What you're doing works in the bash shell (assuming you used $HOME in place of ~, as the shell does not do tilde expansion inside double quotes) because it splits the unquoted variable expansion on the space characters in the string (on any character in $IFS; and also applies filename globbing to the generated words), while the zsh shell does not do that.

Note that it only works in bash since there are no other space, tab or newline characters in your string and since the string also does not contain filename globbing characters. Your approach would most definitely not work in bash if the pathname had a space in it, for example, or if you want to list the contents of a directory called *.
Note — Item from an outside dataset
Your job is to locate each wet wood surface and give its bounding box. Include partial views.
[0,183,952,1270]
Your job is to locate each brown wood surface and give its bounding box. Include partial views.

The correct way to store separate command line arguments in a variable in both shells is to use an array:

args=( -la ~/Downloads )

or

args=( -l -A ~/Library/'Application Support' )

In the bash shell, you would then use this as

ls "${args[@]}"

Here, "${args[@]}" expands to a list consisting of the elements of the args array, each individually quoted.

In the zsh shell, you could do the same thing or just use

ls $args

Here, the zsh shell would expand the array args to separate elements, each turning into an argument for ls, but it would not (by default) split those elements or apply filename globbing to them.

These examples also leave the tilde unquoted, allowing the shell to expand it into the pathname of the user's home directory. This expansion would happen when assigning to the args arrays, not when using the value.